A propos de la Cour d'appel de Nimes : lettre en réponse à l'article publié dans la Gazette du Palais, édito du Président, 27 fév. 2012



Lettre du Président Christian Charrière-Bournazel au Directeur de la publication de la Gazette du Palais en réponse à l’article « Nîmes : les magistrats choqués par la demande d'inspection du CNB » paru dans la rubrique Échos de la Gazette du Palais des 19 au 21 février 2012.

A PROPOS DE LA COUR D'APPEL DE NÎMES
LETTRE DU PRÉSIDENT DU CONSEIL NATIONAL DES BARREAUX
AU DIRECTEUR DE LA PUBLICATION DE LA GAZETTE DU PALAIS

27 février 2012

Monsieur le directeur,

En page 10 de votre numéro du dimanche 19 au mardi 21 février 2012 figure un article intitulé : « Nîmes : les magistrats choqués par la demande d’inspection du CNB ».

Cet article relate les réactions de magistrats, les unes contradictoires avec quelques autres. Je ne puis les laisser sans réponse.

Le débat, en effet, dépasse très largement celui de l’indépendance des juges à laquelle les avocats, les premiers, sont par essence attachés.
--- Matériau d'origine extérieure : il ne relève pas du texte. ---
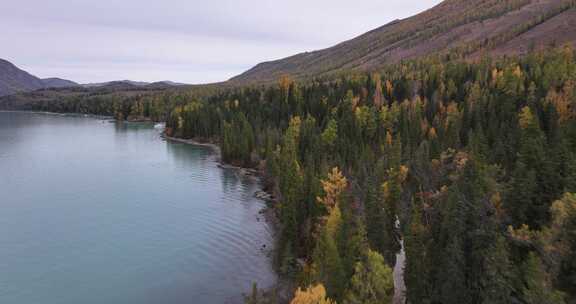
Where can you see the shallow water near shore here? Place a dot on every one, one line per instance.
(97, 212)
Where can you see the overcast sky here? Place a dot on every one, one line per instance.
(188, 41)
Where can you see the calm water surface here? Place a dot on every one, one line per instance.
(94, 212)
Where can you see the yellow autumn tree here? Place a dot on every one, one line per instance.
(333, 187)
(311, 295)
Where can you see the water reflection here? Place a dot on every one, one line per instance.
(114, 214)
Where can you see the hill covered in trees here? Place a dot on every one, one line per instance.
(416, 123)
(477, 160)
(455, 28)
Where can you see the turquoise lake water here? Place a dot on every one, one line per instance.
(98, 212)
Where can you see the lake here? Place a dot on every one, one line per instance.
(99, 212)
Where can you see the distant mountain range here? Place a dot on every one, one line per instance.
(14, 80)
(465, 28)
(134, 83)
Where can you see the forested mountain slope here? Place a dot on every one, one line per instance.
(455, 27)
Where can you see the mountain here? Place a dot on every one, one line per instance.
(14, 80)
(58, 83)
(466, 28)
(133, 83)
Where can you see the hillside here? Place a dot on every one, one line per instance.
(466, 28)
(13, 79)
(58, 83)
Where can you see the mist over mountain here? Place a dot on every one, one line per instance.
(468, 29)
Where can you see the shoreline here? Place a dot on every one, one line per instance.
(268, 212)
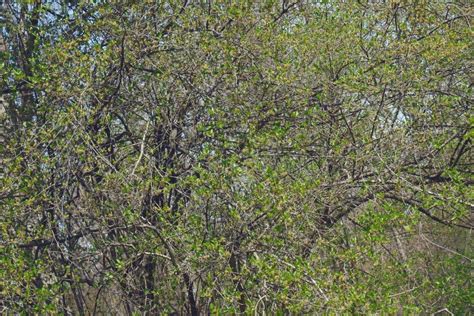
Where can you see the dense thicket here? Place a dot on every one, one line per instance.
(196, 157)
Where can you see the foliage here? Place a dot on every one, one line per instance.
(235, 158)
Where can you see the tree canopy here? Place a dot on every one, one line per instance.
(196, 157)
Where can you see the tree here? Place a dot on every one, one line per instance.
(196, 157)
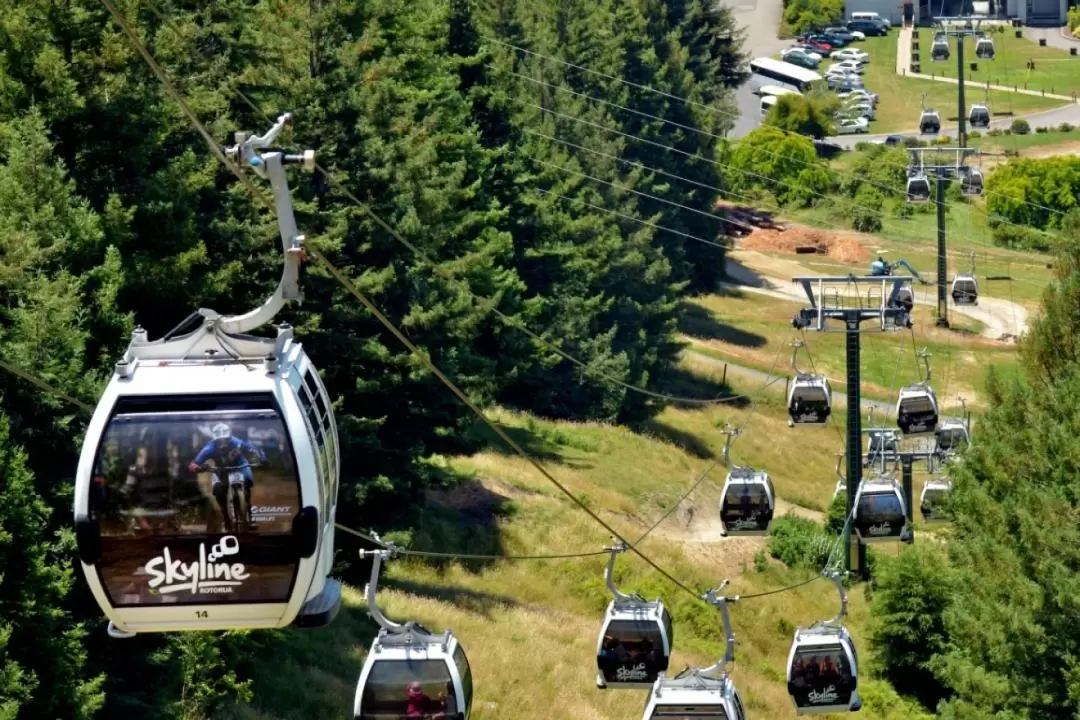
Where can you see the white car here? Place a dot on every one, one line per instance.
(852, 125)
(847, 67)
(850, 54)
(858, 95)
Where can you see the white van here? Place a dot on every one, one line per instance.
(872, 16)
(774, 91)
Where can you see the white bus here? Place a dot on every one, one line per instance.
(784, 72)
(774, 91)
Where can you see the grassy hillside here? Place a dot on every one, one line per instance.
(530, 627)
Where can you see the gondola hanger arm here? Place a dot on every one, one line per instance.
(270, 165)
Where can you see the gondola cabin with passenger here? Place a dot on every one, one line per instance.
(747, 502)
(409, 671)
(932, 499)
(809, 399)
(917, 409)
(880, 514)
(823, 666)
(206, 488)
(636, 638)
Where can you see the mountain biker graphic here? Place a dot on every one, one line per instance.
(228, 451)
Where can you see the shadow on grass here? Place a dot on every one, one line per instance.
(680, 438)
(700, 323)
(682, 382)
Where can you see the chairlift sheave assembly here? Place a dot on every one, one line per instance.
(747, 500)
(702, 694)
(917, 406)
(409, 671)
(823, 665)
(636, 639)
(880, 513)
(211, 391)
(809, 395)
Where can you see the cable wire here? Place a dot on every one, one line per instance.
(393, 329)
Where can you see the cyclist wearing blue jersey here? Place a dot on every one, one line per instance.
(228, 451)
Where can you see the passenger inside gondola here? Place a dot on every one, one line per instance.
(631, 652)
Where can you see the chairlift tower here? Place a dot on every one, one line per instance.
(891, 314)
(968, 28)
(942, 173)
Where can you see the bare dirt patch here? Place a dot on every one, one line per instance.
(841, 247)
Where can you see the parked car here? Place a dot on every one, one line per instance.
(809, 50)
(852, 125)
(841, 81)
(847, 66)
(818, 43)
(800, 58)
(850, 54)
(868, 27)
(841, 32)
(861, 109)
(858, 95)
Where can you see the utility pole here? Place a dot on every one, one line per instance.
(891, 315)
(943, 172)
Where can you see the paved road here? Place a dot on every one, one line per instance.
(760, 18)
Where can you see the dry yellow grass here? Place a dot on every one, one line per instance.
(530, 627)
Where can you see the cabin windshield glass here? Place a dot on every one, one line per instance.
(632, 651)
(397, 689)
(196, 498)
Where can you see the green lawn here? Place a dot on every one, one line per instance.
(1055, 70)
(902, 97)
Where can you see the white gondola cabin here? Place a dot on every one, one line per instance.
(934, 491)
(809, 399)
(635, 643)
(823, 666)
(410, 673)
(747, 502)
(701, 694)
(950, 436)
(149, 516)
(917, 409)
(880, 513)
(930, 122)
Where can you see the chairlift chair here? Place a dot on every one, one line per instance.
(636, 639)
(747, 500)
(934, 490)
(930, 122)
(979, 116)
(408, 667)
(701, 694)
(823, 666)
(950, 436)
(880, 513)
(809, 395)
(207, 388)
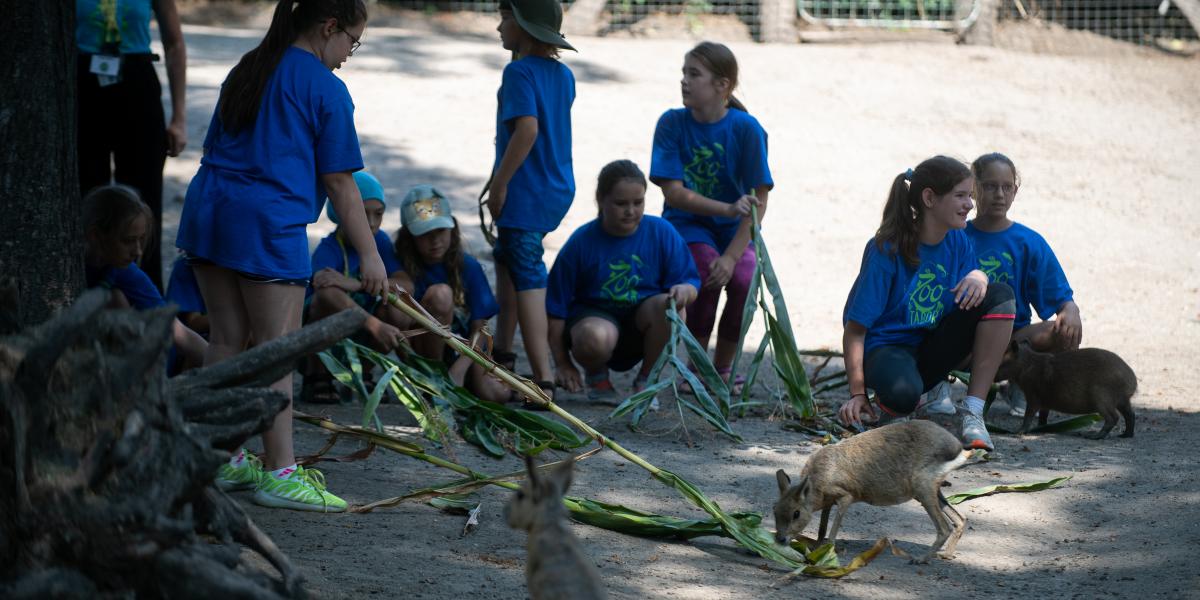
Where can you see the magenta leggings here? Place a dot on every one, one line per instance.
(702, 312)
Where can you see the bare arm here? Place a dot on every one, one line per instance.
(721, 270)
(853, 340)
(343, 192)
(525, 133)
(177, 73)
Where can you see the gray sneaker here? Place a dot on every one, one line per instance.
(937, 400)
(975, 432)
(1015, 400)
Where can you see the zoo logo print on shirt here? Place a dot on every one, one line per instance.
(700, 174)
(928, 287)
(621, 287)
(999, 270)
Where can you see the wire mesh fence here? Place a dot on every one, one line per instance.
(1132, 21)
(1143, 22)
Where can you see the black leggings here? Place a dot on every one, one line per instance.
(899, 375)
(125, 124)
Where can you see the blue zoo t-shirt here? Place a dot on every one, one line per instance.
(124, 23)
(543, 187)
(183, 289)
(480, 301)
(249, 207)
(616, 274)
(720, 161)
(341, 256)
(131, 281)
(898, 303)
(1020, 257)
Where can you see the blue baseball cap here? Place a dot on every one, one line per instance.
(425, 209)
(369, 187)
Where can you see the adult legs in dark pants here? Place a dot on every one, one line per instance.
(899, 375)
(124, 124)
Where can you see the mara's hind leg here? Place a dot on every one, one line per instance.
(958, 521)
(1110, 420)
(928, 497)
(1127, 412)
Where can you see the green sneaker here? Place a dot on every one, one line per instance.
(301, 490)
(232, 479)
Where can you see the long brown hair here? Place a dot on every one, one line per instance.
(108, 209)
(904, 210)
(719, 60)
(408, 255)
(243, 91)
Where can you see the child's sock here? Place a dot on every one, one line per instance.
(975, 405)
(285, 472)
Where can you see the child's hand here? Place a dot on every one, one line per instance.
(851, 413)
(742, 208)
(568, 378)
(720, 271)
(496, 197)
(970, 292)
(683, 294)
(375, 276)
(1068, 328)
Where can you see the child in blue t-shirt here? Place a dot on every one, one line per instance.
(448, 282)
(919, 306)
(281, 141)
(117, 225)
(184, 292)
(1015, 255)
(336, 282)
(611, 285)
(533, 181)
(711, 161)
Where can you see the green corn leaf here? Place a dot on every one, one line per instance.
(1037, 486)
(702, 364)
(372, 403)
(639, 399)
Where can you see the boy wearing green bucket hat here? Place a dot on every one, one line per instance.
(533, 180)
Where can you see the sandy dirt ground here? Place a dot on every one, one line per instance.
(1107, 142)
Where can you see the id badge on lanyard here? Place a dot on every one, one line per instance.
(107, 66)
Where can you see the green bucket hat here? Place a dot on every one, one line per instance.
(543, 19)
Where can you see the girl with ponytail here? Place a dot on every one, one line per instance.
(709, 157)
(281, 139)
(921, 307)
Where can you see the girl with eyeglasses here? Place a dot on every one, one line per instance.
(282, 138)
(1013, 253)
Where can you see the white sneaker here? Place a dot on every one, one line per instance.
(937, 400)
(1015, 400)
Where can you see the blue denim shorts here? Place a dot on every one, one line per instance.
(521, 252)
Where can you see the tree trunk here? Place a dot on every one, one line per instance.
(107, 468)
(41, 246)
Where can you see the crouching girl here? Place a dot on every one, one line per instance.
(919, 306)
(611, 285)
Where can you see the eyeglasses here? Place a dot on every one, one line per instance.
(354, 41)
(993, 187)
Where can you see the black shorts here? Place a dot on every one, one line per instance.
(195, 261)
(629, 348)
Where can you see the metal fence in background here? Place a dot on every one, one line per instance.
(1143, 22)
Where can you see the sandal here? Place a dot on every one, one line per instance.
(549, 388)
Personnellement, j’ai eu l’occasion de dire, notamment aux élèves de l’École nationale de la magistrature de Bordeaux, qu’il faut sans doute davantage d’éminentes qualités pour être magistrat que pour être avocat. Si l’avocat est, par définition, de parti pris, puisqu’il défend des intérêts particuliers, en revanche le magistrat - personne humaine qui en juge une autre - ne doit pas faire seulement preuve d’humanité et d’humilité, mais aussi d’une indépendance intransigeante : indépendance, bien sûr à l’égard des pouvoirs politiques et économiques et de l’opinion publique, mais aussi envers ses propres préjugés, sa morale personnelle et son système de valeurs aussi légitime soit-il.

Cette dépossession de soi-même fait la grandeur de la fonction de juge et nous serons toujours du côté des magistrats pour les conforter lorsque leur indépendance est menacée.

En revanche, lorsqu’il résulte de témoignages écrits ou de récits rapportés par des témoins dignes de foi que, de manière répétée, les avocats se voient traités comme quantité négligeable, font l’objet de gestes d’impatience ou de mépris, ou encore perçoivent nettement le refus de les écouter quand ils plaident, ce n’est plus l’indépendance qui est en question, mais l’impartialité de la justice.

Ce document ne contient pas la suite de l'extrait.